Il y a des facilités très à la mode dans la mise en scène de ce film, comme bon nombre d'images tirées des caméras que les jeunes utilisent pour garder un souvenir ou des preuves de ce qu'ils vivent. Cette approche met en évidence un des maux du siècle où bientôt tout le monde se prosterne devant la technologie car elle a fini par nous rendre esclaves. Cela renvoie à cette phrase culte et visionnaire entendue dans Lost Highway de David Lynch en 1997, dans lequel le héros déclare à des policiers que, bien qu'il possède un camescope, il préfère se souvenir des choses à sa manière.
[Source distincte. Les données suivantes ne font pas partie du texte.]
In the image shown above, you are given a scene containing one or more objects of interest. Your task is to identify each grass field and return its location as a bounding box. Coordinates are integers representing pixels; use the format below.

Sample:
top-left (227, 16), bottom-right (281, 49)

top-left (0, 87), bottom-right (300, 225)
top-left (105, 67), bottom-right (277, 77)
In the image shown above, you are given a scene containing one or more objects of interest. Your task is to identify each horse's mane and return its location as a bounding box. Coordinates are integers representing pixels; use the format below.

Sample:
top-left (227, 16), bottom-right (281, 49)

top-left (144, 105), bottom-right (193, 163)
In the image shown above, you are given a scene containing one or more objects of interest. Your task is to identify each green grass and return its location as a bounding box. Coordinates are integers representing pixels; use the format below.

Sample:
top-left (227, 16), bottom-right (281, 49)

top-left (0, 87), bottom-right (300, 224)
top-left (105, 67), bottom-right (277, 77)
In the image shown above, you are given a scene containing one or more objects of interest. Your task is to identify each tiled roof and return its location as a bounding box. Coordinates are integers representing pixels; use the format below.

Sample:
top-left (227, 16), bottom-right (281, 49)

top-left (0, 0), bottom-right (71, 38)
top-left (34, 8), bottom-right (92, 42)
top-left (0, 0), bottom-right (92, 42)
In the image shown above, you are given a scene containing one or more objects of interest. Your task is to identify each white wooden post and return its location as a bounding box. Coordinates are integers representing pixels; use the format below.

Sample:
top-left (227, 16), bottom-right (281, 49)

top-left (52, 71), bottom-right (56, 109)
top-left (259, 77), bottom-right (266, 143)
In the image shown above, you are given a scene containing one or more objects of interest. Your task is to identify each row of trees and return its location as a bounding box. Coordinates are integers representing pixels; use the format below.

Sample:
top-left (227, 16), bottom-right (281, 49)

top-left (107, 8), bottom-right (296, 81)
Aujourd'hui tout est filmé ou photographié de façon industrielle et celui qui ne le fait pas se sent rejeté et passe pour un ringard, un peu comme si l'imaginaire, pourtant sain et salutaire, était devenu un ennemi.

On a droit aussi à une série de clichés sur le monde de l'enfance qui va dans le même sens avec des personnages stéréotypés, ce qui les rend un peu lisses et sans grand relief. Il y a aussi un certain manichéisme dans l'affrontement entre les gentils adolescents tolérants, qui veulent du bien à leur nouvel ami tombé du ciel, et les méchants scientifiques qui ne voient en lui qu'un objet d'expérimentations. Echo possède quand même une qualité dans le sens où il peint le portrait d'une amitié indéfectible entre ces quatre jeunes, qui perdurera au-delà de cette aventure extraordinaire, mais c'est finalement bien peu.